Thanks to Ben Sigelman who built and wrote a paper on Dapper - a core monitoring platform at Google. Dapper is an always-on distributed tracing project that helps Google make sense of its distributed systems in production, processing billions of distinct transactions every second. “Distributed tracing” allows DevOps to automatically follow the path that any and every request takes across microservices; with ordinary transactions involving hundreds or thousands of distinct services in the span of a quarter second, there’s no other way to understand and explain the behavior of today’s intricate distributed systems.
Dapper inspired a number of open-source projects, such as Zipkin by Twitter (now maintained by Pivotal) and Jaeger by Uber. Sigelman is also a co-author of the OpenTracing project, part of the Cloud Native Computing Foundation (CNCF).
Sigelman is now the co-founder of LightStep, which is still in stealth. While he can’t talk about the company just yet, he did share his thoughts with me about:
- Distributed systems break down toolchains used by the enterprise. Companies are decoupling services to build faster and better. The result is a distributed system that is complex and always in flux. However, the solutions that engineering departments have depended on for the last decade – logging, metrics and conventional APM (and even how they deploy and do security) – depend on built-in assumptions about system architecture that no longer hold.

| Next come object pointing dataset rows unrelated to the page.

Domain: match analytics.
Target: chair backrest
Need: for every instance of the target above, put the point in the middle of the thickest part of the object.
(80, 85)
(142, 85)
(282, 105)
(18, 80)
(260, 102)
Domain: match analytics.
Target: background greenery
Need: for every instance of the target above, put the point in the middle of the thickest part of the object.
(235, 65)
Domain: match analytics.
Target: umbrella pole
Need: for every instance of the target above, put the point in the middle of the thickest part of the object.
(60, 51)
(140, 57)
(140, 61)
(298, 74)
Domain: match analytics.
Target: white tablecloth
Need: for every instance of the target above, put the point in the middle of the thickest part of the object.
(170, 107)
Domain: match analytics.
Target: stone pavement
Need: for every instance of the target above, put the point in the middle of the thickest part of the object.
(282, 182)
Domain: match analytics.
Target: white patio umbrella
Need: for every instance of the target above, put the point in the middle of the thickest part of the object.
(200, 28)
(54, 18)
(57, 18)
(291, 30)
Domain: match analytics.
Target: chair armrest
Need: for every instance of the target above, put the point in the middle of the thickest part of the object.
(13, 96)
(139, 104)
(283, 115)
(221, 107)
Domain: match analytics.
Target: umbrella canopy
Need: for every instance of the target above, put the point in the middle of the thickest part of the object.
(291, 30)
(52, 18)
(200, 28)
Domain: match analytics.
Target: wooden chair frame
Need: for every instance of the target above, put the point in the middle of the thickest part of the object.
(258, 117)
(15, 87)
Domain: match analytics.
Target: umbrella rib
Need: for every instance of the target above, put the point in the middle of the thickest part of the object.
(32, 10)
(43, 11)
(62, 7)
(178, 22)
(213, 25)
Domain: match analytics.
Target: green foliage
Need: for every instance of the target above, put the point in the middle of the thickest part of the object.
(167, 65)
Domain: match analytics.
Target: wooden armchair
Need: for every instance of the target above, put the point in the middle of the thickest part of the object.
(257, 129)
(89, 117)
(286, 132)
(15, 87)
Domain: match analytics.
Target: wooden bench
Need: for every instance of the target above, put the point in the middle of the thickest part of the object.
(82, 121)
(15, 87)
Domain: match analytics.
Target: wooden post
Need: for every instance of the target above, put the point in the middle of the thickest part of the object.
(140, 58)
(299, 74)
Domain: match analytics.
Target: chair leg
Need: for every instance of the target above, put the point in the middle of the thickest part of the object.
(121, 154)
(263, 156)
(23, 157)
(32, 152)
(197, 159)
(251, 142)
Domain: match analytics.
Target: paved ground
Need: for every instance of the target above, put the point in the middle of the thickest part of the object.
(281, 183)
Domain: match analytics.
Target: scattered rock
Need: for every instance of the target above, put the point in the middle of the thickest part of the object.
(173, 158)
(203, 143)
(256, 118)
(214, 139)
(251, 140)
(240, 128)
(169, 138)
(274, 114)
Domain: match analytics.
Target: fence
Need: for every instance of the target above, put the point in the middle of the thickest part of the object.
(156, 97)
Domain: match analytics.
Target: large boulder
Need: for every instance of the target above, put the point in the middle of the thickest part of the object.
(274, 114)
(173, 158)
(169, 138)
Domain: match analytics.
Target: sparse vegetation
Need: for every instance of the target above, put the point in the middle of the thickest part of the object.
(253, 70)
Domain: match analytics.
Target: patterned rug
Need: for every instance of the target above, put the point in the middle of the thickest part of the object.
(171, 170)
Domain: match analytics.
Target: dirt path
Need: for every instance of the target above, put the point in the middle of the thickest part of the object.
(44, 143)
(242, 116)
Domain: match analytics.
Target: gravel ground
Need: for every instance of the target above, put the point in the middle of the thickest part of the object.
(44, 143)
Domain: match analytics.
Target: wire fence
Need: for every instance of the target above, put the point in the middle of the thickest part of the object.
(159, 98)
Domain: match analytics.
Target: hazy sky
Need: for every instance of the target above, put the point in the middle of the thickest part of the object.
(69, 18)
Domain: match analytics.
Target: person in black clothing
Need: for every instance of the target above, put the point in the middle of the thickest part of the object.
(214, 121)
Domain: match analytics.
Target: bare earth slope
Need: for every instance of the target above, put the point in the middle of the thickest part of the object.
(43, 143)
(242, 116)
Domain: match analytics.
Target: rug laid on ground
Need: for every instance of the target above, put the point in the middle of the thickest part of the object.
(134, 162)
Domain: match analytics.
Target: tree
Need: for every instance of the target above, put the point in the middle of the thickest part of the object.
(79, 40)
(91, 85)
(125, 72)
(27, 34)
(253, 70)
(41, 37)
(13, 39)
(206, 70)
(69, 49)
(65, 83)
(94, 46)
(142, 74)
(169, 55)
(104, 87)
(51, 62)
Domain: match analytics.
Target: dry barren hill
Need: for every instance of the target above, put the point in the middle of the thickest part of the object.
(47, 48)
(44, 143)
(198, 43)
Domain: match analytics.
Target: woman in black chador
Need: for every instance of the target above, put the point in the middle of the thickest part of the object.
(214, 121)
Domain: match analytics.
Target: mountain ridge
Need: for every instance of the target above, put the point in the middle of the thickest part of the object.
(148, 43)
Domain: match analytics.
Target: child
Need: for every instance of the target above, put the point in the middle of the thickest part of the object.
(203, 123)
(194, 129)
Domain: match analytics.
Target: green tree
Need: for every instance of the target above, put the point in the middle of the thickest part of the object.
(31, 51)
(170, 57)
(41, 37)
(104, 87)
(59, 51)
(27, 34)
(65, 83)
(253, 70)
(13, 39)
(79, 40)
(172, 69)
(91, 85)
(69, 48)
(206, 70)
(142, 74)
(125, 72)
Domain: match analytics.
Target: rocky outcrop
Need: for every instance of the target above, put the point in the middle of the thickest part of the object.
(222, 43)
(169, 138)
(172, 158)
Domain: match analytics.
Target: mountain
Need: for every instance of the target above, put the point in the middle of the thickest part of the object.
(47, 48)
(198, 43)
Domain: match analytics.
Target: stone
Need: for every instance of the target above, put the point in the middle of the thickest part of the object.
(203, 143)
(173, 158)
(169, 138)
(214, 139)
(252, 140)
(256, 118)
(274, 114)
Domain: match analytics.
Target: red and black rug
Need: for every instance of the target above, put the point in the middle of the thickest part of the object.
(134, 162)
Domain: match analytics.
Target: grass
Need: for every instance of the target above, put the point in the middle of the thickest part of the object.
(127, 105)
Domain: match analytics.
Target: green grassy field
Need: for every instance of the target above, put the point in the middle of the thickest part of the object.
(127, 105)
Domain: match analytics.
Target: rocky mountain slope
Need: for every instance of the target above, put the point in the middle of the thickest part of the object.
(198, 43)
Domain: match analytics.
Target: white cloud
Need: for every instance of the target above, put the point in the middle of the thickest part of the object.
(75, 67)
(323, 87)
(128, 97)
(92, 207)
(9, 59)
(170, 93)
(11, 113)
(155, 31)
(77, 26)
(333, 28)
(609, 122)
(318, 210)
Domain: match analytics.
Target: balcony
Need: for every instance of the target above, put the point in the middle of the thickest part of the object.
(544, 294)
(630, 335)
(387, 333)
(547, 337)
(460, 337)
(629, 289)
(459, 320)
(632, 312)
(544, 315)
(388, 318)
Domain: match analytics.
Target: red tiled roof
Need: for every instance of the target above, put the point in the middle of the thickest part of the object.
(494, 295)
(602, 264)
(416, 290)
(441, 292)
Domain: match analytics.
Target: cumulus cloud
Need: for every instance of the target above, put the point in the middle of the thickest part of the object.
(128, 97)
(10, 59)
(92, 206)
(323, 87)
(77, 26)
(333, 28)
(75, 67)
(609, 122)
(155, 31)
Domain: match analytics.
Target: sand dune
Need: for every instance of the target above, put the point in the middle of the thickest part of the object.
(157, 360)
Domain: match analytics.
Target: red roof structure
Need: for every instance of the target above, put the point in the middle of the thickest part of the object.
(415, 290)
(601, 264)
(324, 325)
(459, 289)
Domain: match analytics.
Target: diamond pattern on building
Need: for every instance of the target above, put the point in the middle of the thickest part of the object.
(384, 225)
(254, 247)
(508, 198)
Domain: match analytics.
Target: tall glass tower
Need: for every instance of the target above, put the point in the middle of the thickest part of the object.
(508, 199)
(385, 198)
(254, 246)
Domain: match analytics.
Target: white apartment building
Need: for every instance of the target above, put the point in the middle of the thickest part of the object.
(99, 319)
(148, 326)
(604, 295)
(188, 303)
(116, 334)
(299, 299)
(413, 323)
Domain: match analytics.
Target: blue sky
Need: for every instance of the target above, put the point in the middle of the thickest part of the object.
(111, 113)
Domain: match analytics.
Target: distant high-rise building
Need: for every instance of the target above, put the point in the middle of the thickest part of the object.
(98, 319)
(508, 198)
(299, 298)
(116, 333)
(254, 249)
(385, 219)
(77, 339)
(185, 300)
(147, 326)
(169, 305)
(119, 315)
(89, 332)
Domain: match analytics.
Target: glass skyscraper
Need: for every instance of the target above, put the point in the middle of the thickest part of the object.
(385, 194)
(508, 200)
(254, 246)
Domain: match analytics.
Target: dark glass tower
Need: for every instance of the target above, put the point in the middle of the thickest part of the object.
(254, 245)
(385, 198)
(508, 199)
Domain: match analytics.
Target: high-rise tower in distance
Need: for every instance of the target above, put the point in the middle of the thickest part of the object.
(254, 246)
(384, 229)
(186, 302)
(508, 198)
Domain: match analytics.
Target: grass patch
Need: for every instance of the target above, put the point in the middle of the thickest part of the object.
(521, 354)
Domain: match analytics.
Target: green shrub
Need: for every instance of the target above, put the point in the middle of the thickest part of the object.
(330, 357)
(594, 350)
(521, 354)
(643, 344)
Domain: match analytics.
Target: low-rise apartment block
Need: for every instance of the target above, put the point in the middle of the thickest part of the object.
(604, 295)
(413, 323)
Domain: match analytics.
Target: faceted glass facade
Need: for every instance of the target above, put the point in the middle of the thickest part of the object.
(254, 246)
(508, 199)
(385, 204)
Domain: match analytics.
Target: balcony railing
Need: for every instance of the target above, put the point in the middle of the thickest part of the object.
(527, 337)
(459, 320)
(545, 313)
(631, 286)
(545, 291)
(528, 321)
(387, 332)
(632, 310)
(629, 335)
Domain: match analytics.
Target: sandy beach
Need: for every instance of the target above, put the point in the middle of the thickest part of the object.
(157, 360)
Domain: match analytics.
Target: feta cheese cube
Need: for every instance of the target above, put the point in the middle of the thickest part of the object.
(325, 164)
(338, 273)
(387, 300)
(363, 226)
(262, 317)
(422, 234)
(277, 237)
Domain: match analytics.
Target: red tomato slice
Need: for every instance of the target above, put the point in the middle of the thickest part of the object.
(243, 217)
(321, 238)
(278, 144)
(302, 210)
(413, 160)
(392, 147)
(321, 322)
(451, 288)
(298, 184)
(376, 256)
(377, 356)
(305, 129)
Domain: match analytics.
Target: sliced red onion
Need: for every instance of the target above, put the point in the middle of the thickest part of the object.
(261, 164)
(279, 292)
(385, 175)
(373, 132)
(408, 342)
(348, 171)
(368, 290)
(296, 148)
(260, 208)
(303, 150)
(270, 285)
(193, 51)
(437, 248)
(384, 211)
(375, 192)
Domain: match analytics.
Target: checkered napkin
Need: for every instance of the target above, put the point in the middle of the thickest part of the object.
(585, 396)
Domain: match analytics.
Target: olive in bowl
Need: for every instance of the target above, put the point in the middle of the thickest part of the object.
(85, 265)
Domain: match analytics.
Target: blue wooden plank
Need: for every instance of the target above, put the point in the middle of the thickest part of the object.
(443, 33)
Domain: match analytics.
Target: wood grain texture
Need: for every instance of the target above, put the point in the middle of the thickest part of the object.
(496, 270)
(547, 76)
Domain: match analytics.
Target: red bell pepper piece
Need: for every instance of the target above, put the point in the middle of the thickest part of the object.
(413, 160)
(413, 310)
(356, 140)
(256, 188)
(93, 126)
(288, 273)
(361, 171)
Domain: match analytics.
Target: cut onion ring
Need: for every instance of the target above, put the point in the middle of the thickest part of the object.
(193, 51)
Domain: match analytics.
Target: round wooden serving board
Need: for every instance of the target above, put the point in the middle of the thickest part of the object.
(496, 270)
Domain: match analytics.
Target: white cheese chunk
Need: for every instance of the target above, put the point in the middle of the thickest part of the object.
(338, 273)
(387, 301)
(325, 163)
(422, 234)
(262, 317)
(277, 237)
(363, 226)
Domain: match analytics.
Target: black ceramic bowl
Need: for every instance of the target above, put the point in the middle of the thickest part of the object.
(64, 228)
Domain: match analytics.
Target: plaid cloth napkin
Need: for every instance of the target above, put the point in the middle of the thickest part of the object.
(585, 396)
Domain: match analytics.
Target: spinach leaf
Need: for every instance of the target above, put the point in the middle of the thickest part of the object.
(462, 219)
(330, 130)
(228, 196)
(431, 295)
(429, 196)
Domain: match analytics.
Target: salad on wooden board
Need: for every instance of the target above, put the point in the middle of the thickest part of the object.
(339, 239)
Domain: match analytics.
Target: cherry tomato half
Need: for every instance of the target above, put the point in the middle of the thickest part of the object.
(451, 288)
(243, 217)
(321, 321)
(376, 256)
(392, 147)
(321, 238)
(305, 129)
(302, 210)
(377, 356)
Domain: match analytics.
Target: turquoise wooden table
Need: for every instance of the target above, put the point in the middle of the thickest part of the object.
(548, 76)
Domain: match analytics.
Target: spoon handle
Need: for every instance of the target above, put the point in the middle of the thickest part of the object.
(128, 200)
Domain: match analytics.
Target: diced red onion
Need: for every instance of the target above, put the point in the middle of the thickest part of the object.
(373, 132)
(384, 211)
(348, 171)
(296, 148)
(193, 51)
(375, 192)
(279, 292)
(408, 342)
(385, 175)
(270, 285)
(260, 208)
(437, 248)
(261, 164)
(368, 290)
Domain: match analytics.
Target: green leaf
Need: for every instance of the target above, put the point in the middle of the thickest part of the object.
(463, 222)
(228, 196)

There is a path forward, and it represents a major new market opportunity. Engineers and DevOps will increase their efficiency and workflow with as few interdependencies as possible thereby increasing the velocity and frequency of deployment.
- Dapper. With the widespread industry transition to microservices, distributed tracing has gone from being esoteric to being essential. Google built Dapper in order to follow requests across their own microservice architecture, as it’s impossible to understand how an application or business is performing without explaining the full lifecycle of these application requests. DevOps needs to know what’s breaking, and why – preferably before users are impacted since it’s more time-consuming and expensive to fix at that point.
- The rise of SaaS changes table stakes for APM. Traditional APM, a big budget category for most businesses, measures application performance in averages. However, SaaS companies tend to have a small number of top customers that disproportionately contribute to revenue. These customers use the product differently and have larger and richer datasets than the “long tail” customers. The ability to measure and optimize for top-customer performance is critical in such a scenario and companies are looking for APM vendors to rise up to the challenge.
With the adoption of DevOps, distributed tracing needs to be automated so companies are able to explain any and every request, sort the signal from the noise, and know where the problem is that needs to be fixed.
In order for microservices deployment to continue to scale with business, there needs to be greater standardization. There’s already an OpenTracing API standard that reduces the time-to-value for distributed tracing, and service mesh technology like linkerd and Envoy accelerates integration even faster. Standardization promotes sanity through improved workflows, reduced instrumentation burden, and operational efficiency. Standards that directly benefit developers are the ones that survive, and OpenTracing has been growing of its own accord.